E há dez anos componho de maneira mais intuitiva, as coisas vão se acumulando dentro de mim e de repente eu sinto que vai sair, aí eu vou pra um canto e gravo, se eu não tenho como gravar eu perco! E quando eu ouço, me explico e me alento com essas coisas que estavam um pouco bagunçadas dentro de mim. Essas últimas músicas saíram todas assim, todas as que eu fiz pro disco foram assim, sai tudo de uma vez, letra, melodia, tudo! E quando sai, é um alívio imenso, leveza.
Que característica crê que seja a mais marcante da sua geração?
Marina – Acho que minha geração vem de uma ressaca cultural grande que existiu no final dos anos 80, anos 90 e começo dos anos 2000. Foi um período cultural bem estranho, de filtros estranhos. E acredito que minha geração já veio cansada disso, talvez pelo acesso também, né?
Hoje é bem fácil acessar informação, fazer pesquisas musicais e descobrir sons do mundo inteiro. Talvez essa seja uma marca da diversidade sonora que chega com essa geração, é mais plural, menos rotulada, não vejo mais esse papo de – “qual é o seu estilo musical?”.

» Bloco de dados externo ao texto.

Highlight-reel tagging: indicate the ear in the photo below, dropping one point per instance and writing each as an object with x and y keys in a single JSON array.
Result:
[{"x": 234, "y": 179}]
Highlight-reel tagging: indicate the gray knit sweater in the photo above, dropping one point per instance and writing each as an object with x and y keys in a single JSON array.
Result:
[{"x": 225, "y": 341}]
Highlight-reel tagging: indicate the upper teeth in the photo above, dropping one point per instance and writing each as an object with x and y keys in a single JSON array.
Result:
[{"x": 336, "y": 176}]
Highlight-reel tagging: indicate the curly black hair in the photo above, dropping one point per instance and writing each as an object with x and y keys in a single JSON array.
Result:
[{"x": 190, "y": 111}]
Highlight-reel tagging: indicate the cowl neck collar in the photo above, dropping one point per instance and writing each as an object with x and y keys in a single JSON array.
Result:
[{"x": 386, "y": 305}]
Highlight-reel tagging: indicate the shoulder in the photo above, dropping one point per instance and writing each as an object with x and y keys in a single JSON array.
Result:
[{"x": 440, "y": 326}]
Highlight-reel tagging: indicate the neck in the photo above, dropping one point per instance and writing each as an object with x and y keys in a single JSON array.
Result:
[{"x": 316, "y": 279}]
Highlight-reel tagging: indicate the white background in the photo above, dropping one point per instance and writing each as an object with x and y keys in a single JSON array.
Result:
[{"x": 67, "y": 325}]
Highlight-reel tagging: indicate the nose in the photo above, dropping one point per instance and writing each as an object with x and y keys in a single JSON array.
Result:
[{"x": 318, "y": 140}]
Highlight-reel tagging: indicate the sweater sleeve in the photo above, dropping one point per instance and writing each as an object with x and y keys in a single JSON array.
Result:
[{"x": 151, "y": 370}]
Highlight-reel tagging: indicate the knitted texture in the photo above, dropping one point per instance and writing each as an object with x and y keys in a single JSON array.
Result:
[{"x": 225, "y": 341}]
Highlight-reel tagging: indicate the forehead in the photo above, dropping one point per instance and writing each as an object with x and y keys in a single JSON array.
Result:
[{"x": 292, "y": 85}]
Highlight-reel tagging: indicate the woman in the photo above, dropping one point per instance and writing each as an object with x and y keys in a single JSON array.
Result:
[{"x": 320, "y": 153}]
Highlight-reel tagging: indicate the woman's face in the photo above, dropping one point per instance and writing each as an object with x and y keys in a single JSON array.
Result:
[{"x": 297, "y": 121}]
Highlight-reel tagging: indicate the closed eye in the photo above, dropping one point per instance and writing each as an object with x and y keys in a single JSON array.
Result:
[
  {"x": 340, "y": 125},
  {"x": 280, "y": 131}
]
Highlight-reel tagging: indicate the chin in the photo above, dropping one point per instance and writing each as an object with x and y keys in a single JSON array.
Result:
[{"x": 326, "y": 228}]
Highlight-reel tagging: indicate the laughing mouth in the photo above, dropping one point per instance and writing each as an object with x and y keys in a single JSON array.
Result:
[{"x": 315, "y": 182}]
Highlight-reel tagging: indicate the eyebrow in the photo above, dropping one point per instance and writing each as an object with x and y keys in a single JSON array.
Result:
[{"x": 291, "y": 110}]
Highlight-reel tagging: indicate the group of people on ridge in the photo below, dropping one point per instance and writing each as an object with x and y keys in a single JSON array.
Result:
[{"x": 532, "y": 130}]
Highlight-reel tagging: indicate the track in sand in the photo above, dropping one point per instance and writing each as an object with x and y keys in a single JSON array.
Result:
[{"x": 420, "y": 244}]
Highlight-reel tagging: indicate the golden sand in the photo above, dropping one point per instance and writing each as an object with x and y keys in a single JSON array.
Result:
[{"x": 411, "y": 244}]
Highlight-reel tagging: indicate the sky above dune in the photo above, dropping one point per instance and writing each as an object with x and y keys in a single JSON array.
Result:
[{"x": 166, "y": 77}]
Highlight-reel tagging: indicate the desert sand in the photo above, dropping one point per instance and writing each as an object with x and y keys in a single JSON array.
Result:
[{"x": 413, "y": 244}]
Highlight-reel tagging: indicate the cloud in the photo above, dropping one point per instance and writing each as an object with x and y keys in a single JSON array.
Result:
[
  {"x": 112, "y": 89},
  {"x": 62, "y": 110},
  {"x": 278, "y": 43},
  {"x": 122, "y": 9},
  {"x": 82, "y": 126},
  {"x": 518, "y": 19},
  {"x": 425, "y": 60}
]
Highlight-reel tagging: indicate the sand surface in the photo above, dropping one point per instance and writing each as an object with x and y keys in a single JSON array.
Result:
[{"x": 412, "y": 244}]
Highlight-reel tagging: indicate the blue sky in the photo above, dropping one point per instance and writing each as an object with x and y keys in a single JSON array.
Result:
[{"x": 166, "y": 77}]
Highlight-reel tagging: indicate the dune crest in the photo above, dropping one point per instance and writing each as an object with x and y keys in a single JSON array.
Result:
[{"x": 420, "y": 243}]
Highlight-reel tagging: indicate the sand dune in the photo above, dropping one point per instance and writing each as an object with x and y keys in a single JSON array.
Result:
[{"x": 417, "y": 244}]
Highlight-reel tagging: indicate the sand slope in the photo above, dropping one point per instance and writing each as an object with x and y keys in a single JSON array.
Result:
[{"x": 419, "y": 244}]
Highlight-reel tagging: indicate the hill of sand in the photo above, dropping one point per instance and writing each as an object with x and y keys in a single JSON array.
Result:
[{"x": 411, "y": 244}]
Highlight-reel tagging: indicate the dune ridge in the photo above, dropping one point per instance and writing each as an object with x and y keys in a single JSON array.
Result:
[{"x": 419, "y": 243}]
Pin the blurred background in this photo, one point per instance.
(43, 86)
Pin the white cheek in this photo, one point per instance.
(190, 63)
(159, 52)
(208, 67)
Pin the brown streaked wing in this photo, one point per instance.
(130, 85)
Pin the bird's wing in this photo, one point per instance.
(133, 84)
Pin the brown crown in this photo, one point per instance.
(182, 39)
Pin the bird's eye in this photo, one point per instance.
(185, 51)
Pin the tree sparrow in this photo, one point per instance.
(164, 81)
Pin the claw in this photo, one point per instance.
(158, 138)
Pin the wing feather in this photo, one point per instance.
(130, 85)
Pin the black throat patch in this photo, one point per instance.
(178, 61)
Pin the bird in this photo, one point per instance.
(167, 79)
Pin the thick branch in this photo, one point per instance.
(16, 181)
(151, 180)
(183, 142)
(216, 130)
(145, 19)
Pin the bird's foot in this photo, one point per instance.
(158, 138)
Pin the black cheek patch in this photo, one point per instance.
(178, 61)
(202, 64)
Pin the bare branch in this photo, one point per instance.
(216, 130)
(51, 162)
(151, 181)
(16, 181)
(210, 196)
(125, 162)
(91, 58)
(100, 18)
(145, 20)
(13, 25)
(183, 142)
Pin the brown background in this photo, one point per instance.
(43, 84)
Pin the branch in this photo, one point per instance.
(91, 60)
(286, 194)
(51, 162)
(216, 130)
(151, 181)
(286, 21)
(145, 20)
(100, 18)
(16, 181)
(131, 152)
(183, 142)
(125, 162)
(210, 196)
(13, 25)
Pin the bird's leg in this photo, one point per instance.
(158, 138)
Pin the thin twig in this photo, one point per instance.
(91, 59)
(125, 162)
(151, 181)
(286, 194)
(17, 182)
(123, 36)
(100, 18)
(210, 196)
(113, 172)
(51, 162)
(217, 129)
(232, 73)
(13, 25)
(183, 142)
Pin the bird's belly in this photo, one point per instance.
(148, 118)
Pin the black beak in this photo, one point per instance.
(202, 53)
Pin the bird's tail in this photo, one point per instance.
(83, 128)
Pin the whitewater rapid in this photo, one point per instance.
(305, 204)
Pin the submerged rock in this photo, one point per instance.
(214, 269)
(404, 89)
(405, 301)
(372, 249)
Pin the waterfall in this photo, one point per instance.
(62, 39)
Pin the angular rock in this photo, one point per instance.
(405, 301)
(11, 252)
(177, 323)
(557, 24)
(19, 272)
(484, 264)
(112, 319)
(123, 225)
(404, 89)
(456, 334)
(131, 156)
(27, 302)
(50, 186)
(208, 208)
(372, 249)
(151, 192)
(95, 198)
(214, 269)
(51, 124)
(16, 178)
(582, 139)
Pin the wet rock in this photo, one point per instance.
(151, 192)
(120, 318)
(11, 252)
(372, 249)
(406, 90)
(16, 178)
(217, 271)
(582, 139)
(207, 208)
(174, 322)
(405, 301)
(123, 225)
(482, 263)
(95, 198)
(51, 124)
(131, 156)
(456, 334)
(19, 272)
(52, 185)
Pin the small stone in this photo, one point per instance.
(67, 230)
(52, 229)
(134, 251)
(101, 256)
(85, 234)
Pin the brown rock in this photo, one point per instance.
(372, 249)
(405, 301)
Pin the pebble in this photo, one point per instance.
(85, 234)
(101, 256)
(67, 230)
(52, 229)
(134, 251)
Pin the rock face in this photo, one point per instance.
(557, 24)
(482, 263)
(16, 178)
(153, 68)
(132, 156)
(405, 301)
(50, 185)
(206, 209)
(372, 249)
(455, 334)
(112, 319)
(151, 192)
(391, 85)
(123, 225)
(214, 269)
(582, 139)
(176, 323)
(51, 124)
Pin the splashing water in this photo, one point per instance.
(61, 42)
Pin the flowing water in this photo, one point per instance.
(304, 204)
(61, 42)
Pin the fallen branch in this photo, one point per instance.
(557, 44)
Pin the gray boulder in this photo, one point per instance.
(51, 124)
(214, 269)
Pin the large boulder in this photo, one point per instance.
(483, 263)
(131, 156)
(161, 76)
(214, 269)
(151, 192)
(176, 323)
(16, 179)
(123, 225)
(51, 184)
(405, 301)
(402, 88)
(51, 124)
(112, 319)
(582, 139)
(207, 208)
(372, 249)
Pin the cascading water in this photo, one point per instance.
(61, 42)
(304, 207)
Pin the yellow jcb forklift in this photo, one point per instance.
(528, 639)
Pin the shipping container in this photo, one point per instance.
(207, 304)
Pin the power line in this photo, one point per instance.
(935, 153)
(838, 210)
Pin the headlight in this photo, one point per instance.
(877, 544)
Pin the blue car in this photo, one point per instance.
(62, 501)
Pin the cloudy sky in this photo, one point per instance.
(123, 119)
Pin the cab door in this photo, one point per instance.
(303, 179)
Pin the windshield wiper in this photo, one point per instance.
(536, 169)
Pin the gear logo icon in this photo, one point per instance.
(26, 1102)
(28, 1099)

E depois do samba, da tropicalia da Bahia, da bossa nova do Rio, vem chegando uma musicalidade que sai de São Paulo agora e eu vejo muito uma semente plantada por Itamar Assumpção nisso, tanto na sonoridade como no mercado independente.
Essa música que sai de São Paulo é diversa e ao mesmo tempo tem sua marca. Bastantes timbres diferentes, formações inusitadas, synths, essas produções que são refinadas mas que são sujas também. Essa geração daqui também é Brasil inteiro, porque as pessoas vem pra cá pra se encontrarem, pra trabalhar. Ninguém vem pra São Paulo pra respirar ar puro ou admirar uma bela paisagem, é muito sobre o encontro. E talvez isso defina bem essa geração, inquieta, ativa e plural.
Quais são seus valores essenciais?
Marina – Empatia, respeito e generosidade são coisas que não necessariamente vieram de casa mas que a vida me trouxe, junto também com muitos mestres, homens e mulheres, que me “adotaram” no caminho. A troca, a compreensão e o respeito pelo outro é fundamental pra qualidade das relações. Luto também pela eliminação das hierarquias especialmente nos ambientes de trabalho, onde é mais acessível o dialogo sobre isso. Todas as funções e papéis são igualmente importantes e necessários para bons resultados, ninguém é maior que ninguém. E claro, é pelo amor que eu abro os olhos todos os dias.